Digging in the dirt

Digging in the dirt

It’s official. I’ve become more than a little obsessed with my family tree. I first tried to dig into my family’s past in the mid-1970’s, when I spent the summer holidays staying with my brothers in London. I used to take advantage of Ken Livingstone’s under-16 bus pass, with any journey just 2p. I’d set off early in the morning, with no real plan, and just jump on the first bus that went past, and when the mood. Took me, I’d get off that one and jump on another. By lunchtime, I truly could be anywhere in Greater London. My mum used to make me promise to call her whenever I got to where I was going, and so I’d dutifully report in with a list of place names that she’d never heard of.

I can’t remember now whether I had a specific plan to visit St. Catherine’s House, or I just came across it by accident. That was the magnificent building in central London that used to house all of the UK’s original Birth, Marriage and Death certificates. You used to be able to walk in off the street and access their card indexes, and then you could fill in a form to request a copy of the original. I seem to remember requesting two copies; one of my Uncle Bill’s death certificate (he’d died a couple of years earlier at the age of 62, after a life down the mines had made him old before his time) and my Grandmother’s death certificate (she’d died before my 3rd birthday, so I don’t remember her.

I think that part of my fascination is because I grew up not knowing any of my grandparents, and none of my dad’s side of the family. My mum’s dad had died shortly after the Second World War after a long illness (yes, you guessed it.. he broke his back in a bad mining accident in the 1930s, and was mainly bed-ridden after that). My dad came from a long line of miners too, and I think that in those days, miners worked hard and played hard. My paternal grandfather was a heavy drinker, a womanizer and prone to bouts of the ‘blue devils’ – the way that coming home and beating your wife senseless could be passed off as “not my fault” back then.

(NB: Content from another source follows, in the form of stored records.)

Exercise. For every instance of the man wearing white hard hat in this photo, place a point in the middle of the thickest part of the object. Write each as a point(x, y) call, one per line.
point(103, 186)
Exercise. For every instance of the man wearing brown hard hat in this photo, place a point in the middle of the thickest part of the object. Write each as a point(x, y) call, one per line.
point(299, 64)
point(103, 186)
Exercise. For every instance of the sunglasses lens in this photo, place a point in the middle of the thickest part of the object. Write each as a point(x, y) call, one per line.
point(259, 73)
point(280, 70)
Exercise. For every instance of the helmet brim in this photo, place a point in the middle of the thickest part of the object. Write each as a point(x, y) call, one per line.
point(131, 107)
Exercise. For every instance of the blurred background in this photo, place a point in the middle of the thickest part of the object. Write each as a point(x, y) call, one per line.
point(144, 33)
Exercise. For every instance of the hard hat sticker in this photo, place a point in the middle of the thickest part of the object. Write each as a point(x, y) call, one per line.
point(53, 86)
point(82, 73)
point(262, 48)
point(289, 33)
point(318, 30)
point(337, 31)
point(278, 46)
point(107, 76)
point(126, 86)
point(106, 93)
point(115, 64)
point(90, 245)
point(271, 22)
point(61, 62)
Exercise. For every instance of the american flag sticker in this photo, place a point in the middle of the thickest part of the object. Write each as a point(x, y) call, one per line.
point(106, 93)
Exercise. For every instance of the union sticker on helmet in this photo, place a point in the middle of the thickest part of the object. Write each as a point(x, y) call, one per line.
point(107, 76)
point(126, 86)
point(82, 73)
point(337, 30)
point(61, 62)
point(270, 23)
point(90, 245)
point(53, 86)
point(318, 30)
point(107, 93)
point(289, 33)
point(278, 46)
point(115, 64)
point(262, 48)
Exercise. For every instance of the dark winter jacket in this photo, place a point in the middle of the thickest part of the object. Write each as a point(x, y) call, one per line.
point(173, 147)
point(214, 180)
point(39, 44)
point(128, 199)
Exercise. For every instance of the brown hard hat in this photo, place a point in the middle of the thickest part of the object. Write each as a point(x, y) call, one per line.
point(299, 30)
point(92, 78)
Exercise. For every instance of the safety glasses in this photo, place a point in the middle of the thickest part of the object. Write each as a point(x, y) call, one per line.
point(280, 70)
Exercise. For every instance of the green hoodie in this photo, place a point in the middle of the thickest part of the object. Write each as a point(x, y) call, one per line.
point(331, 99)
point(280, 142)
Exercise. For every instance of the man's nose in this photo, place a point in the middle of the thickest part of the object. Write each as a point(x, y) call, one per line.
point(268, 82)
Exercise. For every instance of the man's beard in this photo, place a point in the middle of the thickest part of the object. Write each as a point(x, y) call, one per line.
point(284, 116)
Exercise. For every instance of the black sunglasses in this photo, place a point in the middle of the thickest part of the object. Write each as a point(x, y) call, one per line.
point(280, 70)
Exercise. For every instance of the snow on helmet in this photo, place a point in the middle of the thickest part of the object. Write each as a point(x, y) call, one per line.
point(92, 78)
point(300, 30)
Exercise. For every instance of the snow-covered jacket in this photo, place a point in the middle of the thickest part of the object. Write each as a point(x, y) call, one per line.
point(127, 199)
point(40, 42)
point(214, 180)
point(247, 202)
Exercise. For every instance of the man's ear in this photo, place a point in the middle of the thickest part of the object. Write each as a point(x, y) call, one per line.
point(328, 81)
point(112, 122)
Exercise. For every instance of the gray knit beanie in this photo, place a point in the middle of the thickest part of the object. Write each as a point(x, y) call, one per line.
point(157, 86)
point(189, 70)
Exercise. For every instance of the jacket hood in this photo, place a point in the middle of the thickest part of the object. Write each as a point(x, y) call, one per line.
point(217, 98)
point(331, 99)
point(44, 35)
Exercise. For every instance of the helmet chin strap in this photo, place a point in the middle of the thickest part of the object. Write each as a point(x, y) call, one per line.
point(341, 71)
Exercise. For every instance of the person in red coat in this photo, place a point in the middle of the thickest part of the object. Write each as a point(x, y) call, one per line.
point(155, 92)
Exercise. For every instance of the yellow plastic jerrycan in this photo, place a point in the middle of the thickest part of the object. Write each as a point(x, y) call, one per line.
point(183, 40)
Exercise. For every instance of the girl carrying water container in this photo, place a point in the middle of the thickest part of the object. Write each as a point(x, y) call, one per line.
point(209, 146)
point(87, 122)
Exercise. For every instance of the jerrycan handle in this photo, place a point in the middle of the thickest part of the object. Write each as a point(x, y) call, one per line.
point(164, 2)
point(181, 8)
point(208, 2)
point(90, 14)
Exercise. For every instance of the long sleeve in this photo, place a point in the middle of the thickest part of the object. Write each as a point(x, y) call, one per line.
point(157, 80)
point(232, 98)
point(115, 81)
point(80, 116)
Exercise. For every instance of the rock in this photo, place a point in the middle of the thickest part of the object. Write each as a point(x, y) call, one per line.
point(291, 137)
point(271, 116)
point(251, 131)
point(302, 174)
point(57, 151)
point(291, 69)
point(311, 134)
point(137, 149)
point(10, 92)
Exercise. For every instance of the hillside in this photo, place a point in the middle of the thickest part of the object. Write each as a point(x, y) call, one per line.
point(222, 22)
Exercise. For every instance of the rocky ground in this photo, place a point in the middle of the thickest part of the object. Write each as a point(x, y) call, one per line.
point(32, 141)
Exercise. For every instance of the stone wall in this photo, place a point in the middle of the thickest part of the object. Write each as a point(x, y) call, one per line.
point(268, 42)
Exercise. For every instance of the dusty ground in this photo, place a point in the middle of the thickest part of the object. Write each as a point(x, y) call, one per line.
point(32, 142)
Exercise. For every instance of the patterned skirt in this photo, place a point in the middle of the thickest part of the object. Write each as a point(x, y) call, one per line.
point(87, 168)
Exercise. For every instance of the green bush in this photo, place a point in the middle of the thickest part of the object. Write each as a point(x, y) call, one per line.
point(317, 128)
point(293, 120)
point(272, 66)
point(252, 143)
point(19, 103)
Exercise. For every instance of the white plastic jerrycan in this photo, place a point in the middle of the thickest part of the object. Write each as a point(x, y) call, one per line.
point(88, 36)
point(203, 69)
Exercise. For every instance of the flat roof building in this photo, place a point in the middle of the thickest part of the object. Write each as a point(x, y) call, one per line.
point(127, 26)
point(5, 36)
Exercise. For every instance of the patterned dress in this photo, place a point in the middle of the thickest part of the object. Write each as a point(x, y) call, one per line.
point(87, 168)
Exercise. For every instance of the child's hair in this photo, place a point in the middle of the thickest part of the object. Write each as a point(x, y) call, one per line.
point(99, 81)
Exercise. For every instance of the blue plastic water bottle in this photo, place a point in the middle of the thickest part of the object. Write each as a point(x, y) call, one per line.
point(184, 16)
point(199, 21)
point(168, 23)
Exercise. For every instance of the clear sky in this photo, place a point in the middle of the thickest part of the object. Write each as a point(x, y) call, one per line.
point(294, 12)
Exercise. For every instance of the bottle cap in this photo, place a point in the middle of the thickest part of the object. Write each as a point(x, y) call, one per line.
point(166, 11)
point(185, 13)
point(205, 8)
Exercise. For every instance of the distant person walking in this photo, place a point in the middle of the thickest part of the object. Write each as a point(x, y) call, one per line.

My dad was the oldest of 5 children, and grew up in abject poverty. It wasn’t just the poor wages and poor social conditions of the time, but the fact that his father was also keeping a “fancy woman” and a second family across the other side of town, and then drinking himself senseless every night. One night when my dad was 15, he came home from the pub and found an excuse to beat up his wife. My dad decided to stand up to him and got between him and his mum. As a result, my dad took the beating, and he was thrown out of the family home.

With only the clothes on his back, my dad walked 20 miles through a wet and windy night, turning up at his aunt’s house, which just happened to be around the corner from where my mum lived. She took him and after a few hours sleep, he made his way to the local pit, where they took him on. Before you say to yourself how wonderful his aunt was for taking him, that hospitality came at a price. Her condition was that he handed over his pay packet to her, and she gave him an allowance in return. Not having a choice, he accepted her offer, and so while earned a decent wage at the time (he did one of the most dangerous that there was down the mine; widening new seams to make them accessible and putting in the pit props after explosives had opened them up), he remained as poor as a church mouse until he married my mum.

Only in the last week or so, have I finally tracked down my father’s side of my family on Ancestry.com. I have names and dates, people and places, births, weddings and funerals. All of them are part of my history, and yet I know nothing about them. I see names of cousins and aunts and uncles that I’ve never met, or maybe I have. Maybe I’ve passed them in the street, or sat next to them in a pub or on a bus. I wonder if any of them heard different stories growing up, with my dad cast as the black sheep of the family? I wonder if any of them are looking up my part of the Ford family tree?